De esta manera preludiaba Israel las alegrías de las grandes festividades, porque la neomenia era la señal y el punto de partida de todas ellas:

"También la luna, cambiante, retorna de tiempo en tiempo
para dominio perpetuo, para perenne señal
por ella vienen las fiestas y los tiempos estatuidos
y el Creador se complace en su revolución.
En cada neomenia la luna nueva se renueva.
¡Cuán admirable resulta en esta mutación!
Es arma contra el ejército de las nubes en lo alto
y enciende el firmamento con su esplendor" (Eccl. XLIII, 6-9).

Así cantaba Jesús, hijo de Sirach, en las estrofas con que celebra las maravillas de la creación (cap. XLII-XLIII) y, conforme con eso mismo, el libro judío del Rosch ha-schana (I, Ia) comienza proclamando solemnemente que la neomenia del mes de Nisán "es el principio del año para los Reyes y para las Fiestas".

Si, pues, la neomenia inauguraba el ciclo de las fiestas de Israel y, según la concisa expresión del traductor latino, "a luna signum diei festi", también bellamente una neomenia mesiánica viene a inaugurar el cuarto evangelio, que es el evangelio de las fiestas de Cristo en Jerusalén.
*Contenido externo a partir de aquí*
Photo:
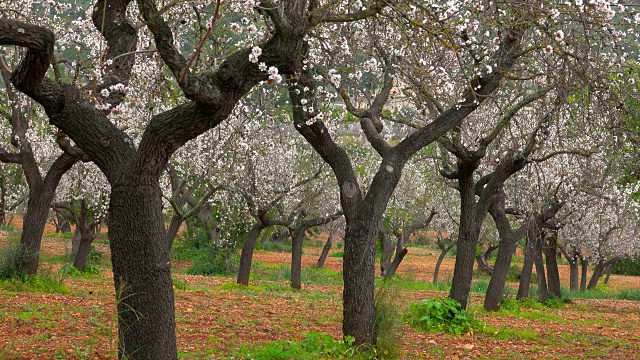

Con esa nota litúrgica, que afecta a la contextura general del evangelio, se relaciona otra que todavía le es más íntima, a saber, la nota mesiánica. Ella despunta en el citado texto del Sopherim (19, 9), donde en versículos sucesivos que más adelante transcribiremos como que se dibujen las líneas de un delicado paralelismo entre el profeta precursor del Mesías y los mensajeros de la neomenia santificada. Pero explícitamente el sentido espiritual de esta fiesta de la nueva luz se halla afirmado con frase gráfica por San Pablo en su carta a los Colosenses (II, 16-17), la carta de la plenitud de la Divinidad de Cristo, cuando avisa a los fieles amenazados de influencias gnóstico-judaizantes que no se dejen cautivar por aquellos depreciadores de la suprema dignidad del Señor, "ni imponer por razón de fiestas, o de neomenia, o de sábado, cosas que son sombra de las futuras; pero el cuerpo, el de Cristo: ἅ ἐστιν σκιὰ τῶν μελλόντων, τὸ δὲ σῶμα τοῦ Χριστοῦ, es decir, que todas aquellas fiestas del Antiguo Testamento, y expresamente la neomenia, eran tan sólo una figura en sombra, pero que el cuerpo o realidad que la proyectaba, y que se acercaba y por ella se anunciaba, es la persona mismo de Cristo, que ya dichosamente ha llegado.

Y el evangelio de San Juan, documento bien paralelo a la carta a los Colosenses, por ser el evangelio de la plenitud de la divinidad de Cristo y estar dirigido al mismo medio asiático, recoge sobre el terreno, además de otros conceptos característicos de la epístola, esa fuerte y demostrativa afirmación paulina y la desarrolla como una de sus pruebas principales, mostrando que Cristo es Dios porque ya desde el principio es la gran realidad de todas aquellas figuras (Jn. VIII, 25. Cfr. ANALECTA S. TARR., vol. 2, p. 412): si hay una fiesta de Pascua, la verdadera Pascua es Cristo; si hay una fiesta de los Tabernáculos con sus históricas ceremonias del agua y de la luz, la verdadera luz y la verdadera agua de vida es Cristo; si hay una fiesta de la Dedicación del Templo, el verdadero Templo que se reedificará en tres días es el cuerpo de Cristo… y si hay una fiesta de neomenia en Israel, ahora en el prólogo ya nos hace saber que también la neomenia es intensamente mesiánica, porque la verdadera luz es la luz de Cristo.

La tesis anunciada en el epígrafe general de este trabajo se halla, pues, en pleno contacto con las ideas centrales del evangelio de San Juan, mejor dicho, es una de ellas y no una artificiosa sutileza de inteligencia o sutileza de imaginación; de las cuales ya advertía el gran Maldonado a propósito de este prólogo mayestático:

"Nada tan impropio e indigno de la majestad de las Sagradas Letras como el imprudente abuso del ingenio en su exposición”.